Friday, July 06, 2007

In Conclusion

The problem with drab, long-drawn conferences is that they are filled with drab, long-drawn presentations. Soul-crushingly dull presentations that seem to go on and on forever, without really getting anywhere.

For some bizarre reason, the length of these presentations is often directly proportional to the pointlessness of their content. I stumbled upon this revelation while sitting through one such remarkably pointless talk. Having missed the day’s breakfast by virtue of not waking up on time, I desperately needed a snack to keep myself alive till lunch. The import of the situation was clearly lost on the presenter however, who seemed to have wagered with someone that he couldn't use the words incentivize, leverage and synergize together in thirty-nine different slides. Whoever had put the money against him had clearly underestimated the man’s gift for platitude. Meanwhile, I squirmed in my seat.

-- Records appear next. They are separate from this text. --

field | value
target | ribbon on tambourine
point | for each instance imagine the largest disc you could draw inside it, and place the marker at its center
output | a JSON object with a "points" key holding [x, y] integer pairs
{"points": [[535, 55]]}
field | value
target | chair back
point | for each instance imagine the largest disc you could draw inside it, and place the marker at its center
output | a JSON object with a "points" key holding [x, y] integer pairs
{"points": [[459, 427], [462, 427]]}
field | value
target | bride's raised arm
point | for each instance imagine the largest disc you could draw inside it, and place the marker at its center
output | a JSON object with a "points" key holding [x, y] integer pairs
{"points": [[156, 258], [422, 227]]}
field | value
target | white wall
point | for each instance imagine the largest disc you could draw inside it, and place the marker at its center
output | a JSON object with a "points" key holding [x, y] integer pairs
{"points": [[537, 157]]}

Finally, after what seemed like hours of meaningless rambling, the speaker propped up a slide titled Conclusions. “A-ha,” I thought to myself. “We are getting to the end of this.” My plan of strategically positioning myself near the exit promised to pay off, as I prepared to make a dash for it to beat the rush to the hors d' oeuvres.

But what’s this? Just as I was about to get up, another slide popped up. Conclusions (Continued), it proclaimed. I felt cheated. I felt betrayed. This sort of skulduggery had no place in a conference, I decided. The presenter however lumbered on, unmoved. As he finally reached the end of the slide, I readied for the obligatory applause. Only to be thwarted by another slide. Summary, this one was called.

I swore under my breath. This was most unnecessary. What could he summarize now that he hadn’t already concluded? The pointlessness of all this was excruciating. Still, I put on a brave face and kept nodding intermittently, as the torment continued.

The Summary slide was followed by not one, but two slides featuring Future Work. Things were starting to get blurry now. “Gaah! does anyone honestly expect this work to be done in the future”, I wondered through clenched fists and misty eyes. The c.f. and m.e. were greeted with yet another slide, tantalizingly titled Final Thoughts. I had a few final thoughts of my own on what I wanted to do with the presenter. Without going into details, I’ll suffice to say that they didn’t involve food. I was trying to stay positive here.

My positivity got dealt a severe blow as the Acknowledgements slide made its appearance. By the time the presenter was done thanking the sixty-odd committees, faculty members, aunts, uncles, cleaning maids and the neighbour’s dog, I had taken to gnawing on my arm.

Then in a flash, it happened. A blank page popped up on the screen, with a tiny end of presentation scribbled on top. I rejoiced. Did a little jiggly dance in my head. Hope, it seemed, sprung eternal again.

The presenter wasn’t having any of it however. He wasn’t going to give in so easily. “Any questions from the audience,” he asked dour-faced as ever. A wrinkly, obviously well-fed fellow cleared his throat. “Yes, could you bring up slide four again, please.”

I hope someone else chronicled the rest of the session, because at this point I lost all consciousness.